Artists and bibliophiles, who can't let facts impinge on their sensitivities, glorify a certain romantic disengagement. Press them hard enough, and they may even pronounce that literature is truer than fact. Current events, after all, are ephemeral and can only have an impermanent effect, while literature imparts unchanging, essential truths. Or, if you're a deconstructionist, go with the argument that “facts” are really facets of constructed narratives, just as much stories as this week's text for Origins of Literary Imagining.

The funny thing is, once you start caring about current events, it's really sort of fun. Among the many benefits of a news addiction are liberation from the pressure to mask ignorance (as it turns out, it's much easier just to skim the headlines) and a whole new set of opinions for starting overheated arguments when things get dull. There's even a sense of control: Schoolhouse Rock promised that knowledge is power, and that confident glow persists even when knowledge in no way catalyzes action. Given the perks, you'd think everyone would jump on the knowledge bandwagon. What's keeping them? Is it really just insurmountable laziness?

Probably, yes. But as I'm still acquiring the taste for bitter reality, I prefer a more sympathetic explanation: we like to believe in the goodness of people. This grows difficult with the ever growing accumulation of facts that suggest they are inherently chaotic and violent.
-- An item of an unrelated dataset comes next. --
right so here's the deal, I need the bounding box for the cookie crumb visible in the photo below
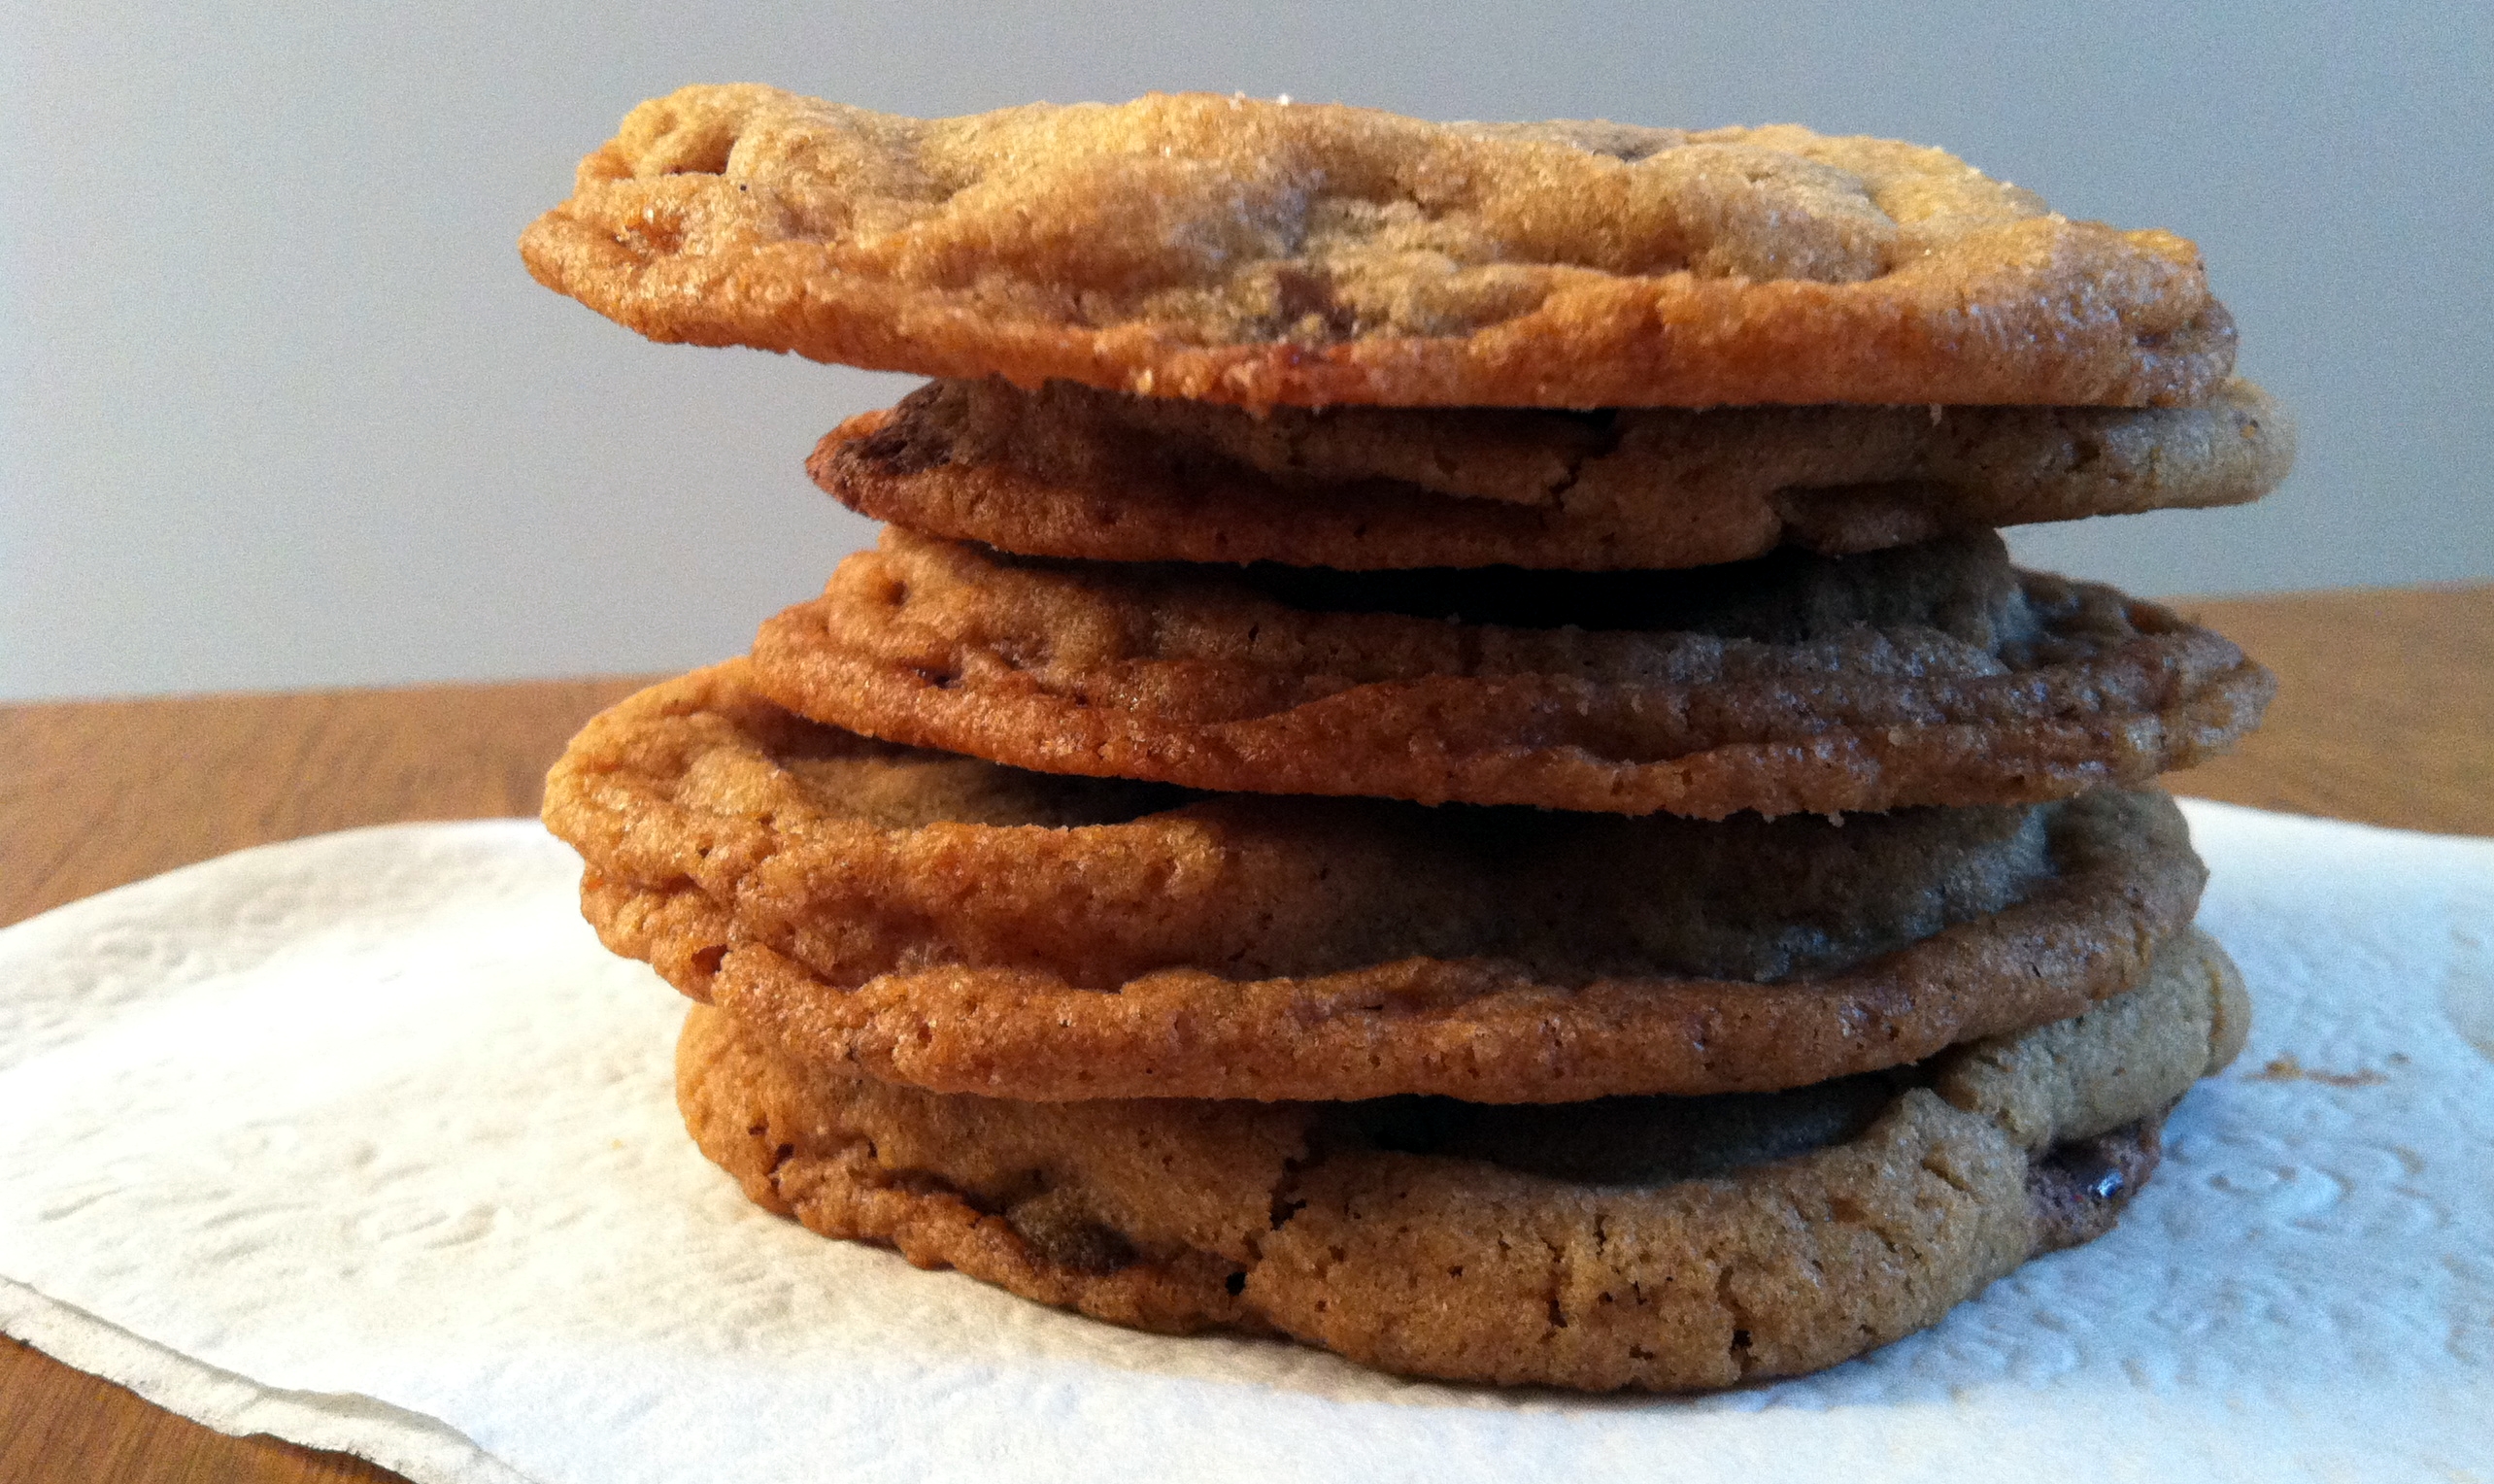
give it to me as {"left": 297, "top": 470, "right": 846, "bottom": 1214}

Between Darfur, AIDS, global warming, nuclear proliferation, and our own country's innumerable policy blunders, it's hard to know where to begin to worry, much less how to formulate solutions. It's easy to see how such threatening complexities might turn students who once cared, voted, rallied, petitioned, and debated away from the world.

But preserving our ideals by refraining from engaging with the world is cowardly. It requires a refocusing of attention on oneself, divesting responsibility for the state of things. This careful shielding of ideals renders them irrelevant and ultimately dead. Awful as the exterior world may be, idealists have to respond to real problems, not pretend they don't exist.

In a strange way, the Minutemen protest has provided a healthy jolt to the willfully isolated. The only way to remain perfectly unaware would be to refuse to read any campus publications, e-mails, or posters, talk to friends, or leave one's room. Not only does everyone know about the Minutemen protest, but everyone can talk about it and the many issues it raises. Free speech! Immigration! Columbia's disciplinary policies! The farce that is FOX News! Anyone can feign an understanding of current events with this one. And when you pretend to care, you may find yourself forming opinions and even reading newspapers to back those opinions up.